I recently watched (for the first time) the movie adaptation of: The Perks of Being a Wallflower by Stephen Chbosky. I had heard that the book/movie was labeled ‘controversial’ so I wanted to judge for myself. I didn’t seek out the movie, but did watch it when I saw it was on; thus starts the journey…
Serious spoilers ahead.
So, the only thing that I knew about this so called ‘controversial’ book/movie was that a kid committed suicide, that it had an impact on other characters, and that the ‘controversial’ label got the book banned in a lot of places.
What I didn’t know, is that the suicide was only a small part of the story, I really thought that the main character (Charlie) was the one to commit suicide. While watching the movie, I really started to wonder if Charlie would commit suicide – since it mentioned that his best friend committed suicide a year prior to the book/movie’s timeline.

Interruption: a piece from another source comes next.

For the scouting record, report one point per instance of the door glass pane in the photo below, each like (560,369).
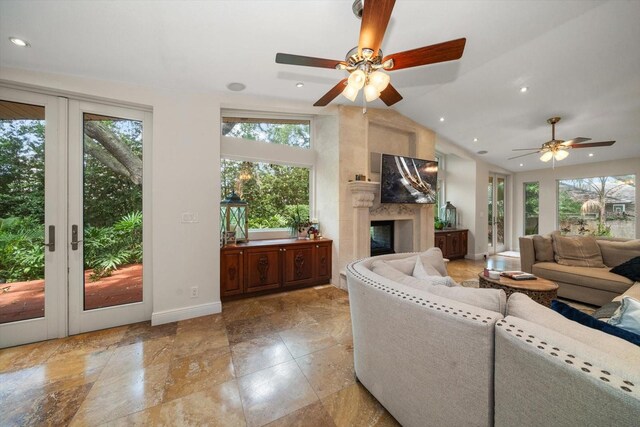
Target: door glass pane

Anyway, lets get some of the quote ‘controversial bits’ listed before going any further, they are often about the following underlined ‘topics’:
- suicide – a friend of Charlie’s commits suicide a year before the story’s timeline; in the movie’s adaptation it’s implied that Charlie considers suicide while in an altered emotional state – remembering his aunt’s attempts (healed slit wrists) while turning to look at a knife on the kitchen counter
- smoking (chain smoking) by adolescents – occurs the book, not in the movie
- drug use / drug dealing by high school / early college aged adolescents – pot, LSD, uppers, etc. and their ‘effects’
- under age drinking
- adolescents having sex
- homosexuality – one of the main supporting characters is openly gay and actively participates in homosexual encounters (book); a secondary supporting character in the book states that she wants to explore lesbianism
- molestation – Charlie is molested by his aunt; a main supporting character is stated as had been molested/raped by a family friend
- rape – there is a scene in the book where Charlie witnesses a rape when he was younger
- abortion – Charlie’s sister, in the book, has an abortion
Okay… so, first impressions. Wow. The movie was very moving, and I understand how it got so many accolades. I enjoyed the movie, even used a line from it for my email signature of the week:
“I saw this tree. But it was a dragon. Then it was a tree again. It just lied to me.”
– Charlie / The Perks of Being a Wallflower (2012)
I didn’t really see why it was so ‘controversial’… this meant that I had to read the book, as we know, the book is almost always better than the movie adaptation. I was intrigued to find out that Stephen Chbosky, the author, also wrote the movie’s screen play and directed the movie – that’s very rare!
So I started reading the book immediately after watching the movie. I didn’t get very far because it was late on a Sunday night. Before going to work, I searched the school’s library catalog to see if they had a copy of the book. I found it interesting that it wasn’t listed.
Obviously the ‘controversial’ bits probably had something to do with it.
I don’t remember if it was that Monday or Tuesday, but I visited the library and started chatting with the Librarian. I plainly said that I found it odd that the library didn’t have a particular book. She knew exactly what I was talking about (because of my email signature – since I had sent at least two or three mass emails with the quote listed above). She started to say that the school did a have a copy but she pulled it. She mentioned that she quickly decided after “the first ten pages…”
Huh. I was way past the first ten pages, and I didn’t recall anything that was so ‘over the top’ to force ‘banning’ the book… then again I work at a private religious high school.
Anyway, our conversation was cut VERY short and I went about my business motivated even more to finish the book.
Today I had time to finish the book. I don’t think it’s overly ‘controversial’ at all. Just look at what’s on TV now days. There are are much more graphic events taking place on weekly tv shows, heck I could list shows that would fall under one or more of the ‘controversial’ list outlined above on a weekly basis. Lets not even mention what’s found on the Internet. LOL
What I found really interesting after finishing the book – was reading the “Reading Group Guide” at the end of the Kindle edition – one part stood out (reinforcing the ‘controversial’ labeling):
“The Perks of Being a Wallflower has been included on the American Library Association’s annual “10 Most Frequently Challenged Books” list five times in the past ten years.”
It also made the list at #10 of the Top 100 Banned/Challenged Books: 2000-2009
I wondered – didn’t I see the book cover on some reading list poster advertised at the school within the last year or two? I couldn’t verify that, but I did prompt me to look at the current reading lists that the school’s library promotes. Of the two, one of them currently lists – The Perks of Being a Wallflower – as one of the books. That list is from the Illinois State Library – Read for a Lifetime 2013-2014
Fascinating that a book that was pulled from the school’s shelves is currently on one of the reading lists that the school’s library is promoting/encouraging students to read. It will be interesting to see how the librarian responds to this ‘insight’.